From Linda Flint McClelland, Building the National Parks: Historic Landscape Design and Construction. Baltimore MD: Johns Hopkins University Press, 1998, pp. 459-460—
With the advent of aviation defense, camouflage emerged as a new field of design in World War II—one that was well suited to the skills and knowledge of landscape architects, many of whom had worked in the woods andhad spent almost a decade designing constructed improvements that blended into the natural scenery of state and national parks… Like the design of natural parks, the success of camouflage relied heavily upon site selection, adherence to principles of design which concealed form and detail, and the selection of appropriate materials often including natural vegetation. Camouflage required that development conform to the general character of the site and fit into the immediate surroundings, thereby following the natural contours of the land and avoiding raw scars of cuts and fills…

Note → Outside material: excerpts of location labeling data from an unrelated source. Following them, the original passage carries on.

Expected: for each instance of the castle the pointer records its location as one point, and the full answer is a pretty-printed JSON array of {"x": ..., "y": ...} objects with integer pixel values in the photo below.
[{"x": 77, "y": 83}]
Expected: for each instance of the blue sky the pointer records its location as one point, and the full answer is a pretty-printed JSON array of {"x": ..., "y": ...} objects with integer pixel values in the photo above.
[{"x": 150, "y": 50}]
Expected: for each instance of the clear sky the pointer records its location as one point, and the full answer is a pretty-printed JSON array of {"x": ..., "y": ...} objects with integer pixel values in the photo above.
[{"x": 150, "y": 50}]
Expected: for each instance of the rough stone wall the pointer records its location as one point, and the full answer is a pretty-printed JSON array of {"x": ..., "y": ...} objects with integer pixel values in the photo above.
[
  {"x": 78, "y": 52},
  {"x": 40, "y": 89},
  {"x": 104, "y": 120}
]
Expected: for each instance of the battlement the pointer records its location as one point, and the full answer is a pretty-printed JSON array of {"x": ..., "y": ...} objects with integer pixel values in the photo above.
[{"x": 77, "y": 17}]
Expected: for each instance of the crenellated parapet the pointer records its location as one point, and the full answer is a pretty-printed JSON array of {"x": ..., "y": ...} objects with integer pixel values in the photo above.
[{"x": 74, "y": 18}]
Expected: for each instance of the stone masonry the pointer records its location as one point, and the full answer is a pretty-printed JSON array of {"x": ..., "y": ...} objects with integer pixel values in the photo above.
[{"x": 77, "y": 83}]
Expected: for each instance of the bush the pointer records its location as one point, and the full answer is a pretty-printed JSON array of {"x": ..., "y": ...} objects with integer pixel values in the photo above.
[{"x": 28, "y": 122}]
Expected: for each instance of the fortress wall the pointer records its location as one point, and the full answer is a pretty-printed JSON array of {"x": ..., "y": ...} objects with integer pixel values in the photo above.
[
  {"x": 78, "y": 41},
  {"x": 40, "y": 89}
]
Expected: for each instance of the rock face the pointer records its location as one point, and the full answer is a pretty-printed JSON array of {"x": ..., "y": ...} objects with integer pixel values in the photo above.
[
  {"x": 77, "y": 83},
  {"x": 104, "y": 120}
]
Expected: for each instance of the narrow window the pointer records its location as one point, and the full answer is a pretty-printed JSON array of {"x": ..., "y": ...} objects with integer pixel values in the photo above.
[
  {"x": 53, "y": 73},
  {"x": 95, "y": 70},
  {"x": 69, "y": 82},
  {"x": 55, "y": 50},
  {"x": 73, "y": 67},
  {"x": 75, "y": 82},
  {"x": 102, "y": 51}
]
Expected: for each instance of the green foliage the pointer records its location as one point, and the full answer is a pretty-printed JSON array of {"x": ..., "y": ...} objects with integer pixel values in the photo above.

Camouflage research and development drew upon the skills and experience of several former park designers. At the offices of the Engineering Board of the Corps of Engineers at Fort Belvoir, Virginia, George L. Nason became the chief of the camouflage design office. His varied staff of designers—architects, landscape architects, illustrators, engineers, model makers, and site designers—included V[ivian] Roswell Ludgate, who had been the regional landscape architect for the National Park Service's Eastern Region, and Merel S. Sager, who had been a resident landscape architect for the Western Region since the late 1920s. Former Massachusetts state park inspector Edward B. Ballard served as an Air Corps for camouflage research at the California Institute of Technology in Pasadena, and regional landscape architect Norman T. Newton served as an intelligence and camouflage officer for the Air Corps at Pendleton Field, Oregon.